Annual Report FY25: Reinforcing our foundations

ŌCHT chairman Darren Evans and ŌCHT chief executive Cate Kearney reflect on a year further strengthening Christchurch’s solution to the affordable housing challenge.

Read ŌCHT's FY25 Annual Report

ŌCHT is the biggest – and we say the best – community and affordable housing provider in the South Island and FY25 showed we have the capability, capacity and support to do even more.

Against a backdrop of acute housing need in our region and beyond, we ended the year with a full strategic reset to reinforce our focus into the new decade. We enter FY26 to excel at caring for households and communities, to continue leading with purpose, and ready for growth.

There is a real and pressing need for us to grow our services and our portfolio, and to build an even more robust organisation, to meet our communities’ long-term, intergenerational demand for affordable housing. We must purposefully grow to support our sector-leading delivery of genuine social impact.

We grew our owned housing stock to 580 homes in FY25 (a significant increase from just 42 in FY18) and since 2019 we have built 315 new homes as part of our ongoing, scalable development pipeline that will provide housing stability for countless households in need.

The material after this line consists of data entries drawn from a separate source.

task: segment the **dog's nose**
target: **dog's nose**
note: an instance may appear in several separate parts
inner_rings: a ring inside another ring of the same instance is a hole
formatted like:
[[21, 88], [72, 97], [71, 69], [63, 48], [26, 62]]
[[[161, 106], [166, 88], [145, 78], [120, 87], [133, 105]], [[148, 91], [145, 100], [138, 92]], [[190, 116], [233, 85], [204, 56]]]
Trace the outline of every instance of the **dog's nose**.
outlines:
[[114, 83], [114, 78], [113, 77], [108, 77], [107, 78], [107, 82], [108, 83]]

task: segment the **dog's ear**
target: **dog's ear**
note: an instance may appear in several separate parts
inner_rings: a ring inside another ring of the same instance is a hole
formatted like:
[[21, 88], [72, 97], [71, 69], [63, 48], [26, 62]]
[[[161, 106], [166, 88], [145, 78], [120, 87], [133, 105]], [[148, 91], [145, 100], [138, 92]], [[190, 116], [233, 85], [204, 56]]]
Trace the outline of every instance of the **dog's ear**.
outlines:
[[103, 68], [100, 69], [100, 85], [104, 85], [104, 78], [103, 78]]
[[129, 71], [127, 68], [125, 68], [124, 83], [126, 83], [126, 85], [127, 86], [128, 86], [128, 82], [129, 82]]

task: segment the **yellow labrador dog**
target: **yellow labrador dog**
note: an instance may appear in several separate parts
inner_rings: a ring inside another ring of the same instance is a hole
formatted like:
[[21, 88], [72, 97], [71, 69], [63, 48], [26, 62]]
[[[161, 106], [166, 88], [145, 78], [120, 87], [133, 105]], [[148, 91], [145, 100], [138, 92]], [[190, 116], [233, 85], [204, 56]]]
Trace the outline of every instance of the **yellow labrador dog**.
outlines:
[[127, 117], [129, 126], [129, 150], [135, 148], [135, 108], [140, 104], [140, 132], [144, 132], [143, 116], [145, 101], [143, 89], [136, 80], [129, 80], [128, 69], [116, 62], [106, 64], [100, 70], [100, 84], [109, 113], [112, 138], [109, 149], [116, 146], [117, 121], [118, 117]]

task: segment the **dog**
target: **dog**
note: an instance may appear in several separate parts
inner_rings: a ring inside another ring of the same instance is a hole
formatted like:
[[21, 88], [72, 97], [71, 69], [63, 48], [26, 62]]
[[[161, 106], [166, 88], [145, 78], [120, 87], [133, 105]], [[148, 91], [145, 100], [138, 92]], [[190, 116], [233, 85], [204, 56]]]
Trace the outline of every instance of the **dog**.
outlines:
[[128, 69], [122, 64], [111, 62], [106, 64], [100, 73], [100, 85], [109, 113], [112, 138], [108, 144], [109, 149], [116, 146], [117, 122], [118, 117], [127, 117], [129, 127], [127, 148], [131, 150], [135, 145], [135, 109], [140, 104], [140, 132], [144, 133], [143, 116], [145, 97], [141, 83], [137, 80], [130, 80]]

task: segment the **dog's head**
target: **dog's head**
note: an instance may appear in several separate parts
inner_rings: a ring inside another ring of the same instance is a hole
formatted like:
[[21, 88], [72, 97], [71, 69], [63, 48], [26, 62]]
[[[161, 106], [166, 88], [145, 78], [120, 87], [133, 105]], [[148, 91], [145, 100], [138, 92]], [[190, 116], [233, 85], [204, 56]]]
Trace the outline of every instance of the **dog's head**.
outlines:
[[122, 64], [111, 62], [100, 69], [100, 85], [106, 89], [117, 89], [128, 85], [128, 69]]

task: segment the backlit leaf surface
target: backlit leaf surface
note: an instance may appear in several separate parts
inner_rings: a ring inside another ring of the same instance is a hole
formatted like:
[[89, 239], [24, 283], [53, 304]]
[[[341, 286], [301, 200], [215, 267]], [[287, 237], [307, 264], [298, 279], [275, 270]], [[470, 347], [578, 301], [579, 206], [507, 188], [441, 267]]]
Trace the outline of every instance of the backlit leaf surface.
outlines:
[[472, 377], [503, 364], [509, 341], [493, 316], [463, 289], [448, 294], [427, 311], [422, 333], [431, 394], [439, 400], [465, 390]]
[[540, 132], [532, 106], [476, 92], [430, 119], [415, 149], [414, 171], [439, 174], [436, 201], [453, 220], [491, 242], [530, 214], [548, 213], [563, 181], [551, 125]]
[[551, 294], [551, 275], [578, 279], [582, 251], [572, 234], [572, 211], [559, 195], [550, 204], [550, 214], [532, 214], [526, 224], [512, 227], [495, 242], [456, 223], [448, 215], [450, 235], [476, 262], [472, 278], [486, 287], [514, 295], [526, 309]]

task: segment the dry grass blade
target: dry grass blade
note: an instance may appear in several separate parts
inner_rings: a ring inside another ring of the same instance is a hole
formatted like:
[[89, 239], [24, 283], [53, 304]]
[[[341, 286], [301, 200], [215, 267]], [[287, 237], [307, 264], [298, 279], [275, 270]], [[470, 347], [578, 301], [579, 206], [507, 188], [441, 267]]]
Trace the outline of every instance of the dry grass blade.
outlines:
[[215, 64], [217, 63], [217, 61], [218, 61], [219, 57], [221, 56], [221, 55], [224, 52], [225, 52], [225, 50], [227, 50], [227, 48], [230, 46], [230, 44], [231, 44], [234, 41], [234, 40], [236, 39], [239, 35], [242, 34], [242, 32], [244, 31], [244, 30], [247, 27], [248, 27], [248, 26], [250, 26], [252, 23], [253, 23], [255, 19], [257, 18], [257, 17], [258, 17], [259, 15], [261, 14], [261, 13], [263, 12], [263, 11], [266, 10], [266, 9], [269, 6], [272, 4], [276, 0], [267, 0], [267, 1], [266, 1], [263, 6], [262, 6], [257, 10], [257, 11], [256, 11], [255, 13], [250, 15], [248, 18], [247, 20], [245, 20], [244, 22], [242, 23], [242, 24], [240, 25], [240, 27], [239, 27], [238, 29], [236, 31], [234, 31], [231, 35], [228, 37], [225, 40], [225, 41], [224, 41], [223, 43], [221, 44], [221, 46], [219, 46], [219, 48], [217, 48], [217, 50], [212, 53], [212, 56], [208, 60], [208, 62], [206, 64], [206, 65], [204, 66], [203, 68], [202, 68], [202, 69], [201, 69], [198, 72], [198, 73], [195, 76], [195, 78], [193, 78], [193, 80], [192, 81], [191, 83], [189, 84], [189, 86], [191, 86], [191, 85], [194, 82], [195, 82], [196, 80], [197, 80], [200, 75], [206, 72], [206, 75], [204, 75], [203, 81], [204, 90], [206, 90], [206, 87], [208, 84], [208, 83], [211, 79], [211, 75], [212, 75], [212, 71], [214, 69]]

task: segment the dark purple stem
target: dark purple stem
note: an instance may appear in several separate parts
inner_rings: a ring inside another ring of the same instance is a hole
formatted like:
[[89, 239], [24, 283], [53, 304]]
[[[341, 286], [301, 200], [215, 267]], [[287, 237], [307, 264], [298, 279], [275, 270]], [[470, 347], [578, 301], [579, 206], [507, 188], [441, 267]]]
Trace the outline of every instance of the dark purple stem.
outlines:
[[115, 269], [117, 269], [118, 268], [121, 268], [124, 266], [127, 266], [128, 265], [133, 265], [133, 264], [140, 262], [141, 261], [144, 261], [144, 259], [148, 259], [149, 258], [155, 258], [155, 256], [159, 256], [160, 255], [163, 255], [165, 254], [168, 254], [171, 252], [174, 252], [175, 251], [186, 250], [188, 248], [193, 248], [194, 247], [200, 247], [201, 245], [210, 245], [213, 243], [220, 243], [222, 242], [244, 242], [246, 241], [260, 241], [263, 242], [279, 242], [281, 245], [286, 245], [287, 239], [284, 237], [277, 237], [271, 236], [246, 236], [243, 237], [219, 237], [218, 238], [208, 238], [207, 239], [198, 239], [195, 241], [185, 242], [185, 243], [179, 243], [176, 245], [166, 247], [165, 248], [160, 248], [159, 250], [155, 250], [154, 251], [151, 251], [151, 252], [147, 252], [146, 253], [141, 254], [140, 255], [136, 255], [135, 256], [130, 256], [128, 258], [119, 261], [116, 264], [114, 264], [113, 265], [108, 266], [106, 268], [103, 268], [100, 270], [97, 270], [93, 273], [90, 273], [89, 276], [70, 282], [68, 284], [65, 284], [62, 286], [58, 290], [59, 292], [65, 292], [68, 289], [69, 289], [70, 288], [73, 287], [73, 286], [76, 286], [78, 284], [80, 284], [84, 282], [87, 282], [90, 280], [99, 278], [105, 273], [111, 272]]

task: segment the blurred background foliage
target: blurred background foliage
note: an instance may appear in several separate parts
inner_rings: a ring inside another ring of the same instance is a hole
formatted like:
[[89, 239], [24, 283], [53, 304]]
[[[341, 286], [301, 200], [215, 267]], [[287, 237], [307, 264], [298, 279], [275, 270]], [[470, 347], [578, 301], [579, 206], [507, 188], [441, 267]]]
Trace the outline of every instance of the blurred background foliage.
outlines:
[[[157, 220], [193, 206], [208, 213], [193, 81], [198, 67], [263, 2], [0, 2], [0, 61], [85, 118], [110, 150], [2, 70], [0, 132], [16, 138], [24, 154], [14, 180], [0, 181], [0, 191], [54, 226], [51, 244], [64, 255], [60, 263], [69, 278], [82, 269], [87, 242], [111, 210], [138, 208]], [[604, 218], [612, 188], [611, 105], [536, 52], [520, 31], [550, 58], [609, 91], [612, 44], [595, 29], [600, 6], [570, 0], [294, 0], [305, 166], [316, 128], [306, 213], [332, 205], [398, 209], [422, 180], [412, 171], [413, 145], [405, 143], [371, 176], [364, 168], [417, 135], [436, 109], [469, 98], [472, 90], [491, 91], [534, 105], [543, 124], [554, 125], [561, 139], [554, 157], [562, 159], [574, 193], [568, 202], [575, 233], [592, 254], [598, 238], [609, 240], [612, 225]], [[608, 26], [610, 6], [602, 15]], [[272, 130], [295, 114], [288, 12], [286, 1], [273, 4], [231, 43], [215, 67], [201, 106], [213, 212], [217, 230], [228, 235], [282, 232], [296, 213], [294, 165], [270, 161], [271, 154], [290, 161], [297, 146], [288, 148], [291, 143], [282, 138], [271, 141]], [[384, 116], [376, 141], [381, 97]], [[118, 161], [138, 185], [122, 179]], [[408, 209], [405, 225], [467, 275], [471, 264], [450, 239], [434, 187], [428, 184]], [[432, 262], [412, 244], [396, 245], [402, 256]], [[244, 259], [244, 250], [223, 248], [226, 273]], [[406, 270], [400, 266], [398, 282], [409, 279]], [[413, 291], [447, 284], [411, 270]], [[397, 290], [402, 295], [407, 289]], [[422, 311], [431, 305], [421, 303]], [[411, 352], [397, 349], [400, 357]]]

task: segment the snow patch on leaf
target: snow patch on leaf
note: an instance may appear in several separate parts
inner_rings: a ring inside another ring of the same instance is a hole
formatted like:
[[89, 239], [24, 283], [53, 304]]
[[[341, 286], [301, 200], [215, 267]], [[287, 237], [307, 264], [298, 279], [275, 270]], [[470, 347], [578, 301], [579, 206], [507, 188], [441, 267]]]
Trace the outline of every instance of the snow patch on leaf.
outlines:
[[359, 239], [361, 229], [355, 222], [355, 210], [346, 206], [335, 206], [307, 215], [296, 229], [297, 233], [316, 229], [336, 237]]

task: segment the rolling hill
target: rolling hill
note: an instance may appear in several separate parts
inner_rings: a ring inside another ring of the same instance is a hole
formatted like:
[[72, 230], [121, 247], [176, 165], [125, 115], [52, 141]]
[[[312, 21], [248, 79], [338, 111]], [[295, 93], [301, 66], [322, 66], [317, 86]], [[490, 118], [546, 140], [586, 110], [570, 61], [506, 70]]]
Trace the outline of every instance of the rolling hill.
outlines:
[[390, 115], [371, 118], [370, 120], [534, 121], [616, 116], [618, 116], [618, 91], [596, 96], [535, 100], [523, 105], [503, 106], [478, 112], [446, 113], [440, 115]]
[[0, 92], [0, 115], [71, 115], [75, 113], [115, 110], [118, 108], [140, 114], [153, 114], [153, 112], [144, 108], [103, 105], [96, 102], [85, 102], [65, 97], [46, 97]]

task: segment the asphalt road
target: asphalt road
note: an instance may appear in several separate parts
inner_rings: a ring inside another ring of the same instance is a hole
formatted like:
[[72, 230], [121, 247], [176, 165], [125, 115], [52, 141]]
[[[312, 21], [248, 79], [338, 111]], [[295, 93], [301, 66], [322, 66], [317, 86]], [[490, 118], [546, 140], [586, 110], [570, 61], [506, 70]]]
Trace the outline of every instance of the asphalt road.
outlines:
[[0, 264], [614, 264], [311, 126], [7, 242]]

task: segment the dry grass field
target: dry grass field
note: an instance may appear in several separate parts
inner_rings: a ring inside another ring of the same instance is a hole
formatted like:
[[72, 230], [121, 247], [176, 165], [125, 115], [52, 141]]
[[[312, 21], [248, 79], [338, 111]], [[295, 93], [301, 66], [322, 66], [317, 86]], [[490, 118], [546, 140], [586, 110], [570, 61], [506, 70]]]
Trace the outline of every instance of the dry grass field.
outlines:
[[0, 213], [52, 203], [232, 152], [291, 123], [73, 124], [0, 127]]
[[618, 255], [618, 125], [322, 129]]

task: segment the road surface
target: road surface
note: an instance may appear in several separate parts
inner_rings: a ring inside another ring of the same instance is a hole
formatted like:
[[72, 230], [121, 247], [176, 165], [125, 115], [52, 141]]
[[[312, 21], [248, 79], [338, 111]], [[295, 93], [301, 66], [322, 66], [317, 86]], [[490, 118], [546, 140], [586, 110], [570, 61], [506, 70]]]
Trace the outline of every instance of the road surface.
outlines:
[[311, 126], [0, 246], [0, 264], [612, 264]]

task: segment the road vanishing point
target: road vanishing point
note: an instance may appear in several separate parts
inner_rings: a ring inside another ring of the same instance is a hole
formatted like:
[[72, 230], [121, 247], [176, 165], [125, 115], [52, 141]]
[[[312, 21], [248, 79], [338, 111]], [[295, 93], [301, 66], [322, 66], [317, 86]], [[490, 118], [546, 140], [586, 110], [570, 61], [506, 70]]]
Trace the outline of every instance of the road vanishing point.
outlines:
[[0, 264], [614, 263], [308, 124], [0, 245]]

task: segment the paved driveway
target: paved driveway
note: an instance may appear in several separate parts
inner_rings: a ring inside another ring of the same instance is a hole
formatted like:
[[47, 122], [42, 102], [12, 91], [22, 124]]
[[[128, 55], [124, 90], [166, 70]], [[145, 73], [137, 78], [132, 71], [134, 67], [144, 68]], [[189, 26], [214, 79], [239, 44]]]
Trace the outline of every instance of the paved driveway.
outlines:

We also introduced and embedded a new Affordable Rental stream, recognising too many households are struggling to find and retain a home they can afford in the private market. Our tenure products now span the early stages of the housing continuum, from community housing to progressive home ownership (PHO).

As our first PHO households settled into new homes at Carey Street, contractors began work on our second largest development of 65 new homes at Three Lanes Lyttelton Street.

Our key strategic partner the Christchurch City Council this year voted to support the Trust responding to calls to provide community and affordable housing solutions in neighbouring regions elsewhere in the South Island. FY25 saw ŌCHT work to expand its geographical boundaries to work outside of Christchurch. The Ōtautahi Community Housing Trust (Trust Variation) Bill will go through Parliament in FY26 to facilitate this expansion.

We have prioritised being resource ready to enable this growth. We further enhanced our internal structure and supports, reinforced our finance relationships, and most critically, demonstrated the worth of our strategic partnerships. These relationships, including our enduring partnership with Christchurch City Council (to whom we’ve returned $166 million in rent), are the bedrock of our purposeful growth.

The true measure of our success is not in balance sheets, though our financials strongly underpin our capacity to grow to meet community need, but in the stability and quality of life we provide our tenants. Our goal is to be an amazing and responsive landlord and address the social stigma often associated with public housing through superior services and high-quality homes.

We achieved an exceptional 98.4% occupancy rate and sustained 99.4% of all community housing tenancies this year, reflecting our focus on supporting tenants to live well, on providing opportunities for personal growth, and on improving homes to meet modern needs. We reinforced our position as the single biggest provider of homes to the Housing First Ōtautahi collaboration, supporting 76 people from acute homelessness into stable accommodation.

Our strategic asset management approach and skilled in-house facilities team executed 242 upgrades (up from 215 last year) and completed 7085 minor maintenance jobs in FY25. We want our homes and our services to offer dignity and comfort. Our new Tenant Interest Groups help us drive improvement and inform how we deliver real, long-term social impact.

Financially, ŌCHT continues to prudently build a charitable enterprise that is set up for the future, now. The Trust received $38.4 million in revenue this year, allowing us to contribute an additional $4 million surplus rent payment. This was achieved while supporting tenants that transferred to us from Council in 2016, in our subsidised Assisted Rental stream. Since 2017, that subsidy has delivered more than $61 million relief to tenants.

FY25 was a year in which we mapped ŌCHT’s future delivering on our intergenerational commitment to people in acute housing need. With our team, Trustees, tenants, and partners, ŌCHT enters FY26 uniquely positioned to build stronger communities wherever they are needed.